A Fragile Legacy: Earthen Architecture in New Mexico

FOR IMMEDIATE RELEASE
April 01, 2016

MEDIA CONTACT


Jake Barrow, program director at Cornerstones Community Partnerships, speaks on “A Fragile Legacy: Earthen Architecture in New Mexico” at 6 pm on Friday, April 1. The lecture in the History Museum auditorium underscores the importance of ongoing restoration projects at the Palace of the Governors, a National Historic Treasure and one of the most visible adobe structures in the state. Barrow and other Cornerstones staff are consultants to the museum on that project.

This is a Free First Friday Evening event. Admission to the History Museum and Palace is free to everyone from 5–8 pm.
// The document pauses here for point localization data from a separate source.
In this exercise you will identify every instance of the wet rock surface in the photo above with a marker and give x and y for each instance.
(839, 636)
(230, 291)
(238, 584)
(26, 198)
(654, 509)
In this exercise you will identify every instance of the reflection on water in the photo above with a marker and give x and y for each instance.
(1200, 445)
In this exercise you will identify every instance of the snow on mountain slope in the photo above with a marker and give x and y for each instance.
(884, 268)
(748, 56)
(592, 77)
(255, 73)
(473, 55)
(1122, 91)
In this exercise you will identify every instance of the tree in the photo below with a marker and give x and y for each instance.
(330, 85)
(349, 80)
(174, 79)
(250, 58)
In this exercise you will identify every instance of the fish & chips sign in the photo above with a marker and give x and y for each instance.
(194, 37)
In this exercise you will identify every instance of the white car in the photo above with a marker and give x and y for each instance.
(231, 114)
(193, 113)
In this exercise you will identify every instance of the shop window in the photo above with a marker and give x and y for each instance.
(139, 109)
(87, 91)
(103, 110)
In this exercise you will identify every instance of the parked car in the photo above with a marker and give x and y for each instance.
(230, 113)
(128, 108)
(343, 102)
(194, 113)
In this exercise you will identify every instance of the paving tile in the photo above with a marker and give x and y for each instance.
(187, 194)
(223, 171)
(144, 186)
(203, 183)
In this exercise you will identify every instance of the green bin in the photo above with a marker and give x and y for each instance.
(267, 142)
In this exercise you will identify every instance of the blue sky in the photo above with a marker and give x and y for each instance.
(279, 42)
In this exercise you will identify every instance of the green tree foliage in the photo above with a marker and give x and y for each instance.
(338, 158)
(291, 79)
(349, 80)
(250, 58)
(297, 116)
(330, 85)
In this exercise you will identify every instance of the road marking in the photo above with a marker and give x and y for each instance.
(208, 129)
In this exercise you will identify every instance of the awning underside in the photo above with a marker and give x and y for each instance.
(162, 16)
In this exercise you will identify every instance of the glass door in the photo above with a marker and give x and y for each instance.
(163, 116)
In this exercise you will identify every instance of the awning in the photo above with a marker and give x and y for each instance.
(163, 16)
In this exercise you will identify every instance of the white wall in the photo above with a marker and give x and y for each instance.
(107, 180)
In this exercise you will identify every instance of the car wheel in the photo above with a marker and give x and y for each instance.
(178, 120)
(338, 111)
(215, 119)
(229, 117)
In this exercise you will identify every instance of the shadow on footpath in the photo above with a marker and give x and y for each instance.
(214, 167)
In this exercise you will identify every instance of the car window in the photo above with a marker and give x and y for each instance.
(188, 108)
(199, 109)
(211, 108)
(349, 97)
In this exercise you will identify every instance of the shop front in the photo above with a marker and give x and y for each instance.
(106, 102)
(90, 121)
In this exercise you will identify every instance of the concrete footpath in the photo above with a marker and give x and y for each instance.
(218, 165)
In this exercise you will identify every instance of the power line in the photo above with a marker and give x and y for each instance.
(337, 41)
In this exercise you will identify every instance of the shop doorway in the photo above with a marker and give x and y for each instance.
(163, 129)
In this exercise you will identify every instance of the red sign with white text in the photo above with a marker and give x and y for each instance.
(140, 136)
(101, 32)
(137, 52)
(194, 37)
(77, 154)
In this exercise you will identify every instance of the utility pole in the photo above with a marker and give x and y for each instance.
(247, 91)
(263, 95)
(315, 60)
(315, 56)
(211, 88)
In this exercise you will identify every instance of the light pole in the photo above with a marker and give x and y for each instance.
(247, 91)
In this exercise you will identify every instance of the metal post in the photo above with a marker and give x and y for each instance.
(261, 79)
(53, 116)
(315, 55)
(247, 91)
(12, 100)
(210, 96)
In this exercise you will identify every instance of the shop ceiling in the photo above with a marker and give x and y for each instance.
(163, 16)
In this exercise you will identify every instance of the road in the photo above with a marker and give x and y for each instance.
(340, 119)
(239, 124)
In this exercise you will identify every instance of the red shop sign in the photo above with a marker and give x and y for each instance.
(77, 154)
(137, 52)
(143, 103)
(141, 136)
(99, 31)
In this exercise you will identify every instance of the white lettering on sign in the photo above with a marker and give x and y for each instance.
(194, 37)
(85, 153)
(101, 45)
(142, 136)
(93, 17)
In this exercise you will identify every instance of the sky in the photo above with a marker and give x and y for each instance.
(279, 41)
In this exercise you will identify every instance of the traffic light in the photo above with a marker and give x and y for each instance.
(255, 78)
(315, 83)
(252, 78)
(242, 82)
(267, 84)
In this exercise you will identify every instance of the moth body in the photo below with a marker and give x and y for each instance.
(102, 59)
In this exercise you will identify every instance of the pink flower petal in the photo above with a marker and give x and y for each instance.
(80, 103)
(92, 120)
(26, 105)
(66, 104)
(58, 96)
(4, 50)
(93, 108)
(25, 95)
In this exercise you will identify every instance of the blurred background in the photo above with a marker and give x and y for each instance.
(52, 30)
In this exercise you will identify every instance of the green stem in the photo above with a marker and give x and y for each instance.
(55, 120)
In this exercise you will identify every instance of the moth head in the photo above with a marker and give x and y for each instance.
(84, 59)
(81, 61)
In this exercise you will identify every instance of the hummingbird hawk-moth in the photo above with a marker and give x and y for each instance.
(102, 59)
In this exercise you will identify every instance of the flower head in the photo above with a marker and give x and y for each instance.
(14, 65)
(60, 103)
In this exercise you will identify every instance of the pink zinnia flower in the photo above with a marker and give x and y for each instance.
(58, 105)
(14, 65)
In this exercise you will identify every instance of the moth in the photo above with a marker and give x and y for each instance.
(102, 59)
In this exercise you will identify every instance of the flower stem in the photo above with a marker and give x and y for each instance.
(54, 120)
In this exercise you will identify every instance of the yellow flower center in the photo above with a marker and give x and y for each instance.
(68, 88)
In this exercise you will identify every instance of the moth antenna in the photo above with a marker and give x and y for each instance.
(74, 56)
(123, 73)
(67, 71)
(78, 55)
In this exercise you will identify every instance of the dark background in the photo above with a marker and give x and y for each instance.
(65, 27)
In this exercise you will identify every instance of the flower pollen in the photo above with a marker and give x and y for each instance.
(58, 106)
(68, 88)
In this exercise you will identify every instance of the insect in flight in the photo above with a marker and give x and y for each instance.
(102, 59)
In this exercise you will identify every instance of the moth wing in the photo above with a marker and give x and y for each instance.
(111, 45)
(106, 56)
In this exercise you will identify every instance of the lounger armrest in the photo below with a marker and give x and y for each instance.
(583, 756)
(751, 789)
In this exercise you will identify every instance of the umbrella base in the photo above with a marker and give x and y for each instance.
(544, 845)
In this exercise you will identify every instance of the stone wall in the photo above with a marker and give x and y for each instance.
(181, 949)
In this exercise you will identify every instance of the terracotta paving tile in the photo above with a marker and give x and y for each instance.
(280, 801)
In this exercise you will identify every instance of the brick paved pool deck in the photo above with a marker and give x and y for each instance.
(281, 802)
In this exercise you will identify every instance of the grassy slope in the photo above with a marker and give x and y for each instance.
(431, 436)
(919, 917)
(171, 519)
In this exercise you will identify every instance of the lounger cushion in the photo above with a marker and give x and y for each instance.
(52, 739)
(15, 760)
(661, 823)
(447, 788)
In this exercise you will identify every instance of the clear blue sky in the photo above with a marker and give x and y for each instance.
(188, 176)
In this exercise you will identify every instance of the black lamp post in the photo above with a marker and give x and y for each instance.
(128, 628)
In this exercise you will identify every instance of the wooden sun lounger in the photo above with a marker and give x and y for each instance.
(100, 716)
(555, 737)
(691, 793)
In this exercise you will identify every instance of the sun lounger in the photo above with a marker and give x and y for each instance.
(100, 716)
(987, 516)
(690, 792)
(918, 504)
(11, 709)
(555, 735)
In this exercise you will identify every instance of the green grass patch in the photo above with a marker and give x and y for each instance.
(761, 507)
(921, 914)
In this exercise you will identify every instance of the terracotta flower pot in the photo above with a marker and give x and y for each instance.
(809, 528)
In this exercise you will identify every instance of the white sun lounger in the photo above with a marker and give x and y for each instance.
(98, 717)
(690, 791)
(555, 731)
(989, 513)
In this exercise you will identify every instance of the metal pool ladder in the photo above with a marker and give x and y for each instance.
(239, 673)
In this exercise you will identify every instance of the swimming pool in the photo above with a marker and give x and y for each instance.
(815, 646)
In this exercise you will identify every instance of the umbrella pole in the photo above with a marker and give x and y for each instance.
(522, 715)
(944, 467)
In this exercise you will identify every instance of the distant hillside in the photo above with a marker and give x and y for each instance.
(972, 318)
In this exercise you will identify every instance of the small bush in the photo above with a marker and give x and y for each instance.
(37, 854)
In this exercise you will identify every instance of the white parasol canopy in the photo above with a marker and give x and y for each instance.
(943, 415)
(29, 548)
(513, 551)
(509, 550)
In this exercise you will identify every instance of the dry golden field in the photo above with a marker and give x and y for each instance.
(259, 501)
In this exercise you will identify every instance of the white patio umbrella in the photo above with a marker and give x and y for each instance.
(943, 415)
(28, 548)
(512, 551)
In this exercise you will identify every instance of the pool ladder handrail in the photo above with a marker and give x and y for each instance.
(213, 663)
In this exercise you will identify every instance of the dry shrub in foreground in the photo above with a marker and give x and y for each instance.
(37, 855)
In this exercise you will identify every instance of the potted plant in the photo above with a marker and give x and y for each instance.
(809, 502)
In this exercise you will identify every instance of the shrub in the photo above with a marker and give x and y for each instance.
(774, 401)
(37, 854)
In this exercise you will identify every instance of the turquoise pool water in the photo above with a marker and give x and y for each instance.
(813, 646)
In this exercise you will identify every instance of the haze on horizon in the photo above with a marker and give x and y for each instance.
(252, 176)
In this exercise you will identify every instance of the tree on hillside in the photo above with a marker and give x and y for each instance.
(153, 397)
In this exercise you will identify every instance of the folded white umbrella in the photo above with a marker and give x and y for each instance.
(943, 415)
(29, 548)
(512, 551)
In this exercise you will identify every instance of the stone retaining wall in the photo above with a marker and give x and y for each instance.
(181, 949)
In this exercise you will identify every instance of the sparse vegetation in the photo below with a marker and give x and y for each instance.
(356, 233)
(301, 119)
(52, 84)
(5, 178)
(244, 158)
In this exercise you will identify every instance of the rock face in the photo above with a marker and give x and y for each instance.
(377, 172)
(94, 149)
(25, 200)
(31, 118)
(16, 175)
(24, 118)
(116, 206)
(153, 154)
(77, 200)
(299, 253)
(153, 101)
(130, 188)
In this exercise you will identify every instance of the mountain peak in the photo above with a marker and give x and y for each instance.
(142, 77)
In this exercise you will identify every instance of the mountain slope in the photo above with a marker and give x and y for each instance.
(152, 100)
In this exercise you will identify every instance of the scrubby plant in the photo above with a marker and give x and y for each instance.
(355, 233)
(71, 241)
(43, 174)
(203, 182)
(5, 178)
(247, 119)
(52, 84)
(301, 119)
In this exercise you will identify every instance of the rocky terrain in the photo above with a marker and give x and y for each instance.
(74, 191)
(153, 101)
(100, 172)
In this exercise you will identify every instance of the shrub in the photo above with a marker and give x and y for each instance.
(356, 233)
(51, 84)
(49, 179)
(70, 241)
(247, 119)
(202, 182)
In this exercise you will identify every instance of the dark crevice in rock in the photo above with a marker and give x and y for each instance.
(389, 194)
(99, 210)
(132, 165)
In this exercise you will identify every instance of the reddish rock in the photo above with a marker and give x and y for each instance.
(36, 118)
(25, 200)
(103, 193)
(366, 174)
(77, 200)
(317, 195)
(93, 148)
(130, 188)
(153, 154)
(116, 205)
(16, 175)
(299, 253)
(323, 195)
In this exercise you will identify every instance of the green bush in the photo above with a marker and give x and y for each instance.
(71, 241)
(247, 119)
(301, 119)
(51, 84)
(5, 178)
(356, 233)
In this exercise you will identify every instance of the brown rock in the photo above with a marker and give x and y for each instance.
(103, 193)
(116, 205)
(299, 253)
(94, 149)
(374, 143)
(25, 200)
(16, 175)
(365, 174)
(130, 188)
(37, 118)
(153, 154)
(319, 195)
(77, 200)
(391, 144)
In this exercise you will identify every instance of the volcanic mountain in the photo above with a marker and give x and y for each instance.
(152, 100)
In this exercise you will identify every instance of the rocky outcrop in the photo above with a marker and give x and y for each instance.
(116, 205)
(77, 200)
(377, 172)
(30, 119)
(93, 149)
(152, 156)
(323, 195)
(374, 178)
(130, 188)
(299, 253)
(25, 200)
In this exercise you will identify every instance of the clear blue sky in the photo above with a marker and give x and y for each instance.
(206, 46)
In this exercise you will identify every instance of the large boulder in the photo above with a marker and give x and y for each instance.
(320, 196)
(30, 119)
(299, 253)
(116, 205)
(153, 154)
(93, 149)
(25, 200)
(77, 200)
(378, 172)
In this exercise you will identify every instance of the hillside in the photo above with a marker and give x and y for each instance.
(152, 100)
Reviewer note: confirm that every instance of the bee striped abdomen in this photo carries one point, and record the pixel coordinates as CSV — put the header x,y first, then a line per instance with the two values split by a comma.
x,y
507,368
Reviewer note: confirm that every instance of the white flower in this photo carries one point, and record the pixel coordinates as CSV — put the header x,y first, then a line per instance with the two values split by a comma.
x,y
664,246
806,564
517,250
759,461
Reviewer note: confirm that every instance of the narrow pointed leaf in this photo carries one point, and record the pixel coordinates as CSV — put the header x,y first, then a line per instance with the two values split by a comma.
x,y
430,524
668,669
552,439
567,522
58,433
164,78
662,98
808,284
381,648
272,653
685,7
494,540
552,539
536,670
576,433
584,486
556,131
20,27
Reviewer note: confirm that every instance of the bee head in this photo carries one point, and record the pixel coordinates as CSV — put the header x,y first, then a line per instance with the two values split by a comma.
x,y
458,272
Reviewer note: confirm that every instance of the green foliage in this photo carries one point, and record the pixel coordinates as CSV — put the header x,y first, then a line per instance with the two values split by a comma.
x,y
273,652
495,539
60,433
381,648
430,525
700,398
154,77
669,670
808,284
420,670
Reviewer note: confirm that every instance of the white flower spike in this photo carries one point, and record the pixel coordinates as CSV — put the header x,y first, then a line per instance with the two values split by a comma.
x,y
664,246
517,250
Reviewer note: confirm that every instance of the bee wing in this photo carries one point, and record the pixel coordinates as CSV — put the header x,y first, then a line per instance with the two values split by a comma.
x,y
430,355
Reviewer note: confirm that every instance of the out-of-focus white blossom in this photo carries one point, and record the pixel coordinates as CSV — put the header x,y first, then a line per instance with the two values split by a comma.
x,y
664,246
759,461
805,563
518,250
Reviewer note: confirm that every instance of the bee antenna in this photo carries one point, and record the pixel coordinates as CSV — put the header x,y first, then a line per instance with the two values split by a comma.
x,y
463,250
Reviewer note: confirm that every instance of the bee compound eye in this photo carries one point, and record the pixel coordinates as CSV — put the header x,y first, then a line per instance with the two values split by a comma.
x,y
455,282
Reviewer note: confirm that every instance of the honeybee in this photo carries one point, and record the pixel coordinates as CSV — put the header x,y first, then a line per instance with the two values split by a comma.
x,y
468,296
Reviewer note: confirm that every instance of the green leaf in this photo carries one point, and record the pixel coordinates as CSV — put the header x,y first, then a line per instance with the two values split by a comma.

Starting in 1986, Cornerstones has inspired volunteers in communities throughout the state to help preserve endangered adobe structures, most notably churches. The Santa Fe–based nonprofit has since worked with communities at approximately 350 sites throughout the Southwest. Three of the most historic sites that Cornerstones helped preserve date to the 17th century—San Esteban del Rey in Acoma Pueblo; La Purisima Concepcion in Socorro, Texas; and San Miguel Chapel in Santa Fe.

(In this Annie Sahlin image, community volunteers working with Cornerstones replaster the San Rafael Church in La Cueva, NM, in 1991. You can find more information about that project here: http://cstones.org/projects/detail/san-rafael-church-la-cueva-new-mexico. Download a high-res version of the photo by clicking here. Palace of the Governors Photo Archives HP.2013.12.047.)

Cornerstones has held numerous workshops at community sites to train youths and community members in traditional building techniques, including lime plastering and stained-glass repair. Cornerstones strives to include a youth training component in the process of making adobes, repairing walls, and mud plastering at hands-on preservation projects. In recent years, it has worked extensively with the National Park Service hosting stabilization and preservation workshops at various parks throughout the West.

As program director, Jake Barrow works to provide heritage preservation leadership and technical outreach services to communities. He specializes in wood, timber, log, stone and adobe preservation. Barrow joined Cornerstones in 2009 after retiring from a 30-year historic preservation career at the National Park Service. The majority of those years were spent in the Southwest focusing on earthen, stone and timber architecture, where he served as project manager and architectural conservator.

He earned a BFA from the University of North Carolina and his post-graduate studies include architectural conservation certificates from the International Center for the Study of Preservation and Restoration of Cultural Property in Rome and Venice. He is the 1996 recipient of the Appleman-Judd Award for Cultural Resource Stewardship in the National Park Service. He received the 2002 New Mexico Heritage Preservation Award and in 2015 the New Mexico Lifetime Achievement Heritage Preservation Award.

Phone number for publication: 505-476-5200

For more information about the museum, log onto www.nmhistorymuseum.org.

The New Mexico History Museum, 113 Lincoln Avenue, in Santa Fe, New Mexico, is part of a campus that includes the Palace of the Governors, a National Treasure and the oldest continuously occupied public building in the United States; the Fray Angélico Chávez History Library; the Palace of the Governors Photo Archives; the Press at the Palace of the Governors; and the Native American Artisans Program. A division of the Department of Cultural Affairs, its exhibitions and programs are supported by the Museum of New Mexico Foundation.